マイクロソフトリサーチ (Microsoft Research) は2026年8月20日(現地時間)、深層学習を用いた交換相関汎関数「Skala 1.1 (スカラ1.1)」を発表した。前バージョン比2.5倍のデータでトレーニングされており、熱化学や分子構造予測といった分子シミュレーションの主要課題において、精度を大幅に向上させている。Skala 1.1はCP2Kで利用が可能となり、主要な計算化学ソフトウェアへの統合も進められている。

Skala 1.1は、マイクロソフトリサーチ (Microsoft Research) が推進する深層学習DFT (Deep Learning Density Functional Theory) アプローチの継続的改善を示す。前バージョンの2.5倍のデータでトレーニングされており、熱化学、反応速度論、分子構造予測を含む主要な分子シミュレーション課題において、大幅な精度向上が確認された。
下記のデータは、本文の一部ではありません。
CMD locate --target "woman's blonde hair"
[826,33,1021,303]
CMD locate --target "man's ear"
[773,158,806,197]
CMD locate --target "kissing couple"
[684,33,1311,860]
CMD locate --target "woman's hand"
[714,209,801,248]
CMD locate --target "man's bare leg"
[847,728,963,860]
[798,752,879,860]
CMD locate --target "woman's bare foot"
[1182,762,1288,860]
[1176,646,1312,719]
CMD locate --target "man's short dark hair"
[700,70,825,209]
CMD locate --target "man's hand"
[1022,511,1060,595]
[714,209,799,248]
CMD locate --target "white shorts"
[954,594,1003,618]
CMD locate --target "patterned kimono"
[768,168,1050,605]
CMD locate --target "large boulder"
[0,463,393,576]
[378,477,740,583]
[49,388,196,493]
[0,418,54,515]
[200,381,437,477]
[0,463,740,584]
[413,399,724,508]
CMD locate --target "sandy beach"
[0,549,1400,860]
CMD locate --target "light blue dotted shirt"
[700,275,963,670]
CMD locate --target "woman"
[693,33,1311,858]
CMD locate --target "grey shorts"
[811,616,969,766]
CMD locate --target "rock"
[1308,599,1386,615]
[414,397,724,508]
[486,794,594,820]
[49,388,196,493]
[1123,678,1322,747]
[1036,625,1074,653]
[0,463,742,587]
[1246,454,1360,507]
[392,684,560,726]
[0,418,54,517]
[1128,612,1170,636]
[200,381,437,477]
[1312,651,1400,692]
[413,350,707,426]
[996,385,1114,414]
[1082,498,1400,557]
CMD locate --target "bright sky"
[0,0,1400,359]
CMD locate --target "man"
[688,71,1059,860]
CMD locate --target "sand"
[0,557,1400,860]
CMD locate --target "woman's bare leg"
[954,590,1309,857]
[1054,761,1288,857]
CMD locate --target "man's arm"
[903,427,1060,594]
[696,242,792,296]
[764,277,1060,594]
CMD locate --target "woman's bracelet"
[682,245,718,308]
広く利用されているGMTKN55ベンチマークの55カテゴリ中32カテゴリで最上位を獲得し、meta-GGA汎関数の計算コストで、最高かつ最も高価なグローバルハイブリッド汎関数を上回る性能を発揮するという。

精度向上に加え、Skala (スカラ) は計算化学エコシステム全体での利用拡大を目指している。現在、CP2Kで利用可能であり、Psi4、FHI-aims、ORCA、VASPといった主要な計算化学ソフトウェアへの統合も進められている。これらの取り組みにより、次世代のDFT精度を、日常的にこれらのコードに依存するコミュニティに提供することを目指している。また、Skala 1.1の機能向上は、Microsoft Research Accurate Chemistry Collection (MSR-ACC) の大幅な拡張によって実現された。

マイクロソフトリサーチは、連続的に最適化されるSkalaリリースの計算性能を追跡する「リビングベンチマーク」も導入した。このリソースは、ソフトウェアパッケージやハードウェアプラットフォーム全体の実装について透明で継続的に更新される参照を提供することで、コミュニティがより高い精度と効率性への進歩を測定し加速させるのに役立つと見られる。